The laws of thermodynamics primarily govern systems that transfer thermal energy into at least another form of energy, or into work. They represent the absolute fundamental rules which all thermodynamic systems follow when undergoing any energy change.
The zeroth law
Thermodynamic systems obey similar fundamental rules to those of basic arithmetic. The transitive law of mathematics states that if X = Y and Y = Z, then it must be true that X = Z. In thermodynamics, this transitive law also applies. If two systems are in thermal equilibrium with a third system, then they must also be in thermal equilibrium with each other. The zeroth law was officially noted at a later date than the other three laws of thermodynamics. Its name was selected on the basis that this law is even more fundamental than the others.

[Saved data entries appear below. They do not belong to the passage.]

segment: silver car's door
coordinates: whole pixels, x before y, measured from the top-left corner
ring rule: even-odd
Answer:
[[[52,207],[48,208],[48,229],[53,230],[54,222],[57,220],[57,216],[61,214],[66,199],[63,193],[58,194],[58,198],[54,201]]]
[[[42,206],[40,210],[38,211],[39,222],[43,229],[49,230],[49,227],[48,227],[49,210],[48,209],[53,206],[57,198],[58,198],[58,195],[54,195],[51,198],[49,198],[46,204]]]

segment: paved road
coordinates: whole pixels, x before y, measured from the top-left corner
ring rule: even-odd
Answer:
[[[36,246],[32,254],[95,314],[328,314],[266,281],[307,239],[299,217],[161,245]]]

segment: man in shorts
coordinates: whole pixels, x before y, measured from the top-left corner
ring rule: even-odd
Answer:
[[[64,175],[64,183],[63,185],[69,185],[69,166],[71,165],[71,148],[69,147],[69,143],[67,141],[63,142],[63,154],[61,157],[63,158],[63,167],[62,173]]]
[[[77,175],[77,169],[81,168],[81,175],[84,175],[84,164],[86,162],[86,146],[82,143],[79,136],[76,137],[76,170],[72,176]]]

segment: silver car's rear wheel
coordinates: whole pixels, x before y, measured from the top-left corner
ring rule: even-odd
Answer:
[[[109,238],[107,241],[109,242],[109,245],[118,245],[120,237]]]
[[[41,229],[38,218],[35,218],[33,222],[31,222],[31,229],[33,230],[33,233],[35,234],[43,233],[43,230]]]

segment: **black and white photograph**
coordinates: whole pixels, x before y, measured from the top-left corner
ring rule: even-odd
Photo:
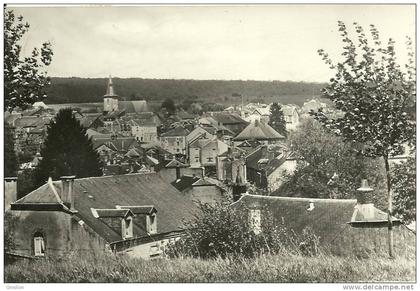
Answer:
[[[4,3],[2,287],[416,290],[416,10]]]

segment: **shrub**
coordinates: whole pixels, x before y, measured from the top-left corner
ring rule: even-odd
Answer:
[[[230,207],[228,202],[201,204],[200,212],[186,223],[186,234],[166,252],[170,257],[206,259],[230,256],[252,258],[286,250],[304,255],[318,253],[315,251],[318,246],[316,240],[311,242],[308,235],[299,236],[276,226],[268,212],[264,212],[261,232],[256,234],[247,214],[247,211]],[[310,247],[301,247],[301,250],[300,245]]]

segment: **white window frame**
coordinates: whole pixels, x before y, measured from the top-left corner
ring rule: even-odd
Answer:
[[[149,234],[157,233],[157,216],[155,213],[146,216],[146,228]]]
[[[45,240],[42,236],[34,236],[34,255],[35,257],[45,256]]]
[[[121,221],[122,238],[128,239],[133,237],[133,218],[131,216]]]

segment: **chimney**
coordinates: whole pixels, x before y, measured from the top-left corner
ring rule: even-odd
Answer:
[[[61,176],[61,200],[70,208],[70,210],[75,210],[74,208],[74,193],[73,193],[73,184],[76,176]]]
[[[175,168],[176,171],[176,179],[181,179],[181,168],[179,167],[179,165],[176,166]]]
[[[4,178],[4,211],[10,209],[10,204],[17,200],[17,177]]]
[[[359,210],[359,213],[365,220],[374,219],[375,217],[375,206],[372,203],[372,192],[373,188],[370,188],[368,181],[363,179],[360,188],[357,189],[357,205],[355,208]]]

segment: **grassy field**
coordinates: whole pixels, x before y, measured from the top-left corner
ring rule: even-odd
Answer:
[[[320,255],[143,261],[90,255],[6,265],[5,282],[414,282],[415,260]]]

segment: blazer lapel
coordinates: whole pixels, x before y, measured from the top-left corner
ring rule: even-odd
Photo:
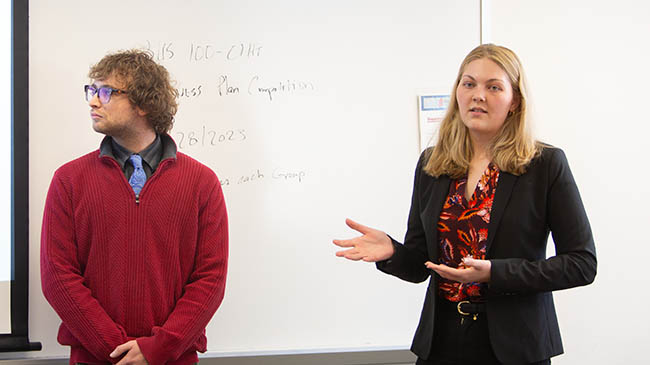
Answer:
[[[433,260],[438,260],[438,220],[440,219],[440,212],[442,211],[445,199],[449,195],[450,183],[451,179],[447,175],[442,175],[437,178],[432,186],[429,204],[427,204],[428,207],[431,207],[430,214],[427,214],[430,224],[427,226],[431,229],[429,236],[432,238],[427,240],[427,244],[429,245],[428,250]]]
[[[497,191],[494,194],[494,202],[492,203],[492,211],[490,212],[490,224],[488,225],[488,239],[485,246],[485,252],[489,257],[490,246],[494,240],[494,234],[499,227],[503,211],[508,205],[512,188],[515,186],[517,176],[501,171],[499,173],[499,182],[497,183]]]

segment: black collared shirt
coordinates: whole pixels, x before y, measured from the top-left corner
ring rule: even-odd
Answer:
[[[133,165],[129,161],[129,157],[131,157],[133,152],[120,146],[113,138],[111,138],[111,147],[113,149],[113,157],[122,167],[122,172],[124,172],[126,179],[129,180],[131,174],[133,174]],[[162,159],[163,145],[160,141],[160,135],[157,134],[156,139],[138,154],[142,157],[142,168],[147,174],[147,179],[149,179],[158,168],[158,164]]]

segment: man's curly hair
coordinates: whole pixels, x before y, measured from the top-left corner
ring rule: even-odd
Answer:
[[[108,54],[90,68],[88,77],[105,80],[116,77],[131,104],[147,113],[147,120],[156,133],[167,133],[174,124],[178,110],[178,91],[171,85],[169,72],[144,51],[131,49]]]

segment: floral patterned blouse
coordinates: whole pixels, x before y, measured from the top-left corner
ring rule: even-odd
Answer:
[[[479,179],[472,198],[467,201],[467,176],[452,180],[438,221],[440,263],[463,267],[463,257],[485,259],[488,224],[498,181],[499,169],[490,163]],[[470,298],[472,301],[484,300],[486,283],[461,284],[442,277],[439,279],[438,293],[449,301],[459,302]]]

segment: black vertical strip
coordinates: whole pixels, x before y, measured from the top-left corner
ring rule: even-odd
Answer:
[[[11,335],[0,352],[40,350],[29,342],[29,1],[12,1]]]
[[[29,282],[29,63],[27,9],[29,1],[13,2],[12,48],[12,223],[13,267],[11,281],[12,334],[27,336]]]

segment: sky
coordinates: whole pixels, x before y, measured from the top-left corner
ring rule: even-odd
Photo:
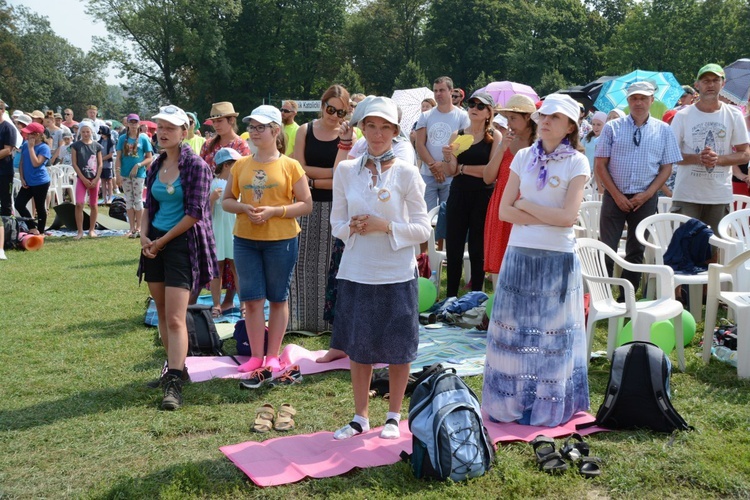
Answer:
[[[104,37],[107,29],[102,22],[86,14],[86,2],[83,0],[8,0],[12,6],[23,5],[45,16],[56,35],[67,39],[88,52],[92,46],[92,36]],[[117,72],[109,68],[106,81],[110,85],[119,83]]]

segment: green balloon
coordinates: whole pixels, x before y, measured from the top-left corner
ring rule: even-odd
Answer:
[[[674,318],[669,321],[671,321],[674,326]],[[695,318],[690,314],[690,311],[682,311],[682,336],[685,341],[685,347],[690,345],[690,342],[692,342],[695,337]]]
[[[617,347],[631,342],[633,340],[633,322],[628,323],[620,330],[617,334],[615,344]],[[651,343],[656,344],[659,348],[664,351],[664,354],[669,354],[674,350],[675,338],[674,338],[674,325],[669,321],[657,321],[651,325]]]
[[[491,293],[488,296],[487,302],[484,303],[485,305],[485,314],[487,314],[488,318],[492,317],[492,306],[495,305],[495,294]]]
[[[435,283],[427,278],[420,276],[417,281],[419,283],[419,312],[425,312],[437,300],[437,288],[435,288]]]

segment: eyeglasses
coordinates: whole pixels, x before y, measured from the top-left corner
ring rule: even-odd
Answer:
[[[159,113],[164,113],[165,115],[174,115],[182,111],[177,106],[172,106],[171,104],[169,106],[162,106],[159,108]]]
[[[484,111],[485,108],[489,108],[485,103],[477,101],[469,101],[466,105],[470,108],[477,108],[479,111]]]
[[[336,109],[328,103],[326,103],[326,113],[328,113],[329,115],[336,115],[339,118],[343,118],[346,116],[345,109]]]
[[[263,132],[266,131],[266,128],[271,128],[271,124],[268,124],[268,125],[263,125],[263,124],[261,124],[261,125],[248,125],[247,126],[247,131],[250,132],[251,134],[253,132],[258,132],[259,134],[262,134]]]
[[[282,113],[291,113],[291,112],[292,112],[292,110],[291,110],[291,109],[286,109],[286,108],[281,108],[281,110],[280,110],[280,111],[281,111]]]
[[[461,98],[461,94],[453,94],[451,97],[454,98],[454,99],[460,99]]]
[[[638,127],[635,129],[635,132],[633,132],[633,144],[640,147],[641,145],[641,128]]]
[[[128,120],[128,123],[138,125],[138,120]]]
[[[65,116],[72,115],[73,113],[63,113]]]

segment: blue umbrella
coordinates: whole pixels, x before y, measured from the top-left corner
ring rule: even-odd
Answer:
[[[637,69],[627,75],[618,76],[605,82],[594,102],[596,109],[609,113],[615,108],[624,109],[628,105],[628,87],[634,82],[650,82],[656,87],[654,99],[661,101],[667,109],[677,104],[684,91],[672,73],[665,71],[644,71]]]
[[[724,73],[726,83],[721,94],[740,106],[746,105],[750,92],[750,59],[737,59],[724,67]]]

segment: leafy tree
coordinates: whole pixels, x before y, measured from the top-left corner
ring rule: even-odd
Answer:
[[[110,38],[97,48],[121,76],[185,105],[191,90],[205,90],[206,76],[222,75],[224,28],[240,7],[240,0],[89,0],[88,12],[107,26]]]
[[[491,82],[492,82],[492,79],[489,76],[487,76],[484,73],[484,71],[479,73],[479,76],[476,77],[476,79],[474,80],[474,83],[472,83],[471,86],[469,86],[466,89],[466,99],[468,99],[469,96],[473,94],[474,92],[476,92],[478,89],[481,89],[482,87],[486,87],[487,84]]]
[[[23,60],[23,52],[18,46],[15,16],[5,0],[0,0],[0,97],[18,105],[20,81],[16,74]]]
[[[419,67],[419,63],[415,61],[409,61],[401,70],[401,73],[396,77],[396,81],[393,86],[394,90],[397,89],[413,89],[417,87],[430,87],[430,81]]]
[[[334,81],[343,85],[343,87],[349,91],[349,94],[363,93],[365,88],[362,86],[362,82],[359,80],[359,75],[354,70],[351,64],[345,62],[339,70]]]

The first law of thermodynamics
The increase in internal energy of a system is equal to the heat supplied to the system plus the work done. This law explains how an increase of heat can only ever result in two outcomes. Either the internal energy is changed, or the work is done. In realistic terms, the most likely outcome is a combination of the two. The first law of thermodynamics distinguishes between energy transfer in the form of heat, and energy transfer in the form of work done. It also acts as a fundamental principle of the law of conservation of energy. Energy cannot be created or destroyed. It can only ever change form.
The second law of thermodynamics
The second law of thermodynamics explains how a transfer of energy can never be truly
100% efficient, even in theoretical terms. To transfer heat energy from a body of lower temperature to a body of higher temperature will inevitably require work to be done and energy to be lost.
The third law of thermodynamics
It is realistically impossible to reduce any thermodynamic system to a temperature of absolute zero.
Absolute zero is the state at which the internal energy of a solid is exactly 0. The third law of thermodynamics explains how this stage can never be reached without an infinite number of operations. Instead, it will reduce to a constant close to absolute zero, but quantum restraints will prevent further reduction.